Annual Comedy Showcase

Credit: Lisa Qian/ Credit: Lisa Qian/

The Activities Board’s (AB) 1st Annual Comedy Showcase, held on Friday, April 21 from 1:30 p.m. to 6:30 p.m., was a different spin on Carnival’s usual comedy act. While the talent involved seemed to be great, the event was awkwardly held and placed, making for an odd experience.

For this year’s Carnival, instead of putting on one comedy show, the AB held the 1st Annual Comedy Showcase outside at the Tennis Court Amphitheater. Additionally, instead of having one performer, AB brought six performers to the showcase. Debra Digiovanni, Jordan Rock, Brandon Wardell, Andrew Michaan, Brendon Walsh, and Brent Weinbach all performed one after the other, bringing their own style of comedy to the event. However, the venue made it difficult for their styles to shine.

In addition, halfway through the event there was a 45-minute intermission with music from a DJ, who ended up sounding and looking like a living meme in his green track suit. He also ended up matching with the members of AB running the event, who were clad in black and blue tracksuit sets. To further emphasize his meme status, he also ended up playing and mixing songs such as the Four Non-Blondes song “What’s Up,” popularized by the infamous He-Man YouTube video, making everyone cringe.

In earnest, the comedians tried to make do with what they had. Their usual scenery, a small evening night club with seats close to the stage, sharply contrasted the huge sprawling green grass area with the first row of seats several feet away from the stage. For the most part, the scenery removed the interpersonal element of comedy that is usually integral in a stand-up performance. Andrew Michaan handled this the best, incorporating in audience interaction and fitting his vibe and energy with the crowd to make it a bit more lax, thus generating a bit more energy within the crowd.

The timing of the event also felt odd. The event encouraged people to come and go as they pleased or even to stay for the entire set. I wasn’t even sure how long to stay at the set because of the event’s lax nature. For most people, the huge lawn outside the Tennis Court Amphitheater was a place for people to relax, and the set sometimes served more as background noise than a performance, so members of the audience came and went as they desired. In fact, the set really did serve as background noise if you were out buying cotton candy or fries, contributing to the event’s odd nature.

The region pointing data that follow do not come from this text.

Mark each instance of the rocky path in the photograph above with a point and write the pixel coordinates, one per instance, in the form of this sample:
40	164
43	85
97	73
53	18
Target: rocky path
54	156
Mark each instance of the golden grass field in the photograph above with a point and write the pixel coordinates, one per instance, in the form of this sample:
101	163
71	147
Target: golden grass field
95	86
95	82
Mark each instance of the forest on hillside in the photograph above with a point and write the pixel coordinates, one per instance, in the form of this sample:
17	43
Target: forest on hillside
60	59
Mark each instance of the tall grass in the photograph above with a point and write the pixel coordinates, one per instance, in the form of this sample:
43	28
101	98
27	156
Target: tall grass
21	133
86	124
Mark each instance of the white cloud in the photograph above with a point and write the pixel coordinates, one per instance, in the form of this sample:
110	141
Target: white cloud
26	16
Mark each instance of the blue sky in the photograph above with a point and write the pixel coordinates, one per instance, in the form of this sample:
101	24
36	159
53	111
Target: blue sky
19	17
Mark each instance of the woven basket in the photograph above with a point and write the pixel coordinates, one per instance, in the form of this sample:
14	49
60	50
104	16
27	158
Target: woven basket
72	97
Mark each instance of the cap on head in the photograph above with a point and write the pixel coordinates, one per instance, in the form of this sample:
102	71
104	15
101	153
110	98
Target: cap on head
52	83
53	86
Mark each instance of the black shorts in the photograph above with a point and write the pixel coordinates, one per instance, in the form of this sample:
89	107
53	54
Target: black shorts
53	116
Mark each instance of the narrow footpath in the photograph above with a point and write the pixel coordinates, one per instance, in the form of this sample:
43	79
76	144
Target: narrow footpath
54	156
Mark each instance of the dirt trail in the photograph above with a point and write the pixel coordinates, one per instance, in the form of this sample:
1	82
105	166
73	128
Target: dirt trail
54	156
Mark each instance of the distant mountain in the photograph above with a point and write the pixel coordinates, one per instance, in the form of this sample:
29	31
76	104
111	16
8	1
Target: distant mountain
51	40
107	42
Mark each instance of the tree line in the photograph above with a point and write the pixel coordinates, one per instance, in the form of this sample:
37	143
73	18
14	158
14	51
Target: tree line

While I was only able to see three acts, I could tell that there were two styles clashing that simply didn’t add up to a good event. Featured on MTV, Comedy Central, and known for popularizing the phrase “D***s out for Harambe,” Brandon Wardell, to quote Pillbox Comics editor Julie Sanscartier, “had a panic attack on stage,” and only performed for around 15 to 30 minutes of his 45 minute set. A great thing that Wardell did was that he made use of the massive space between him and the audience, stepping out into the grass to interact with people. It made the set feel a little more personal despite Wardell's realizing he had to censor his jokes around children in the audience. He ended up mixing in an “aux set” with some jokes before walking up to the AB event organizers and begging them down on his knees to “never do this again.”

The worst part of Wardell’s set, however, was probably that his remaining time was given to Brendon Walsh, whose set was comprised of a lot of penis jokes and childish and relationship humor. It made me feel a little uncomfortable, and while I was glad that Walsh could fill out the time better than Wardell did, he wouldn’t have been my first choice to follow Wardell with.

One of my friends commented before I headed out to the showcase that seeing five hours of comedy would eventually be tiring. While I was only able to attend three of those hours, I definitely began to agree with her. While the talent involved in the Comedy Showcase seemed to have huge potential, the situation was not ideal for them to show off their talents and the frustration and heat contributed to a tired vibe from the audience. If the event had been condensed to three comedians and held in the evening instead, I think the event would have had a much better turnout and reception and could have let people enjoy the rest of Carnival’s daytime events.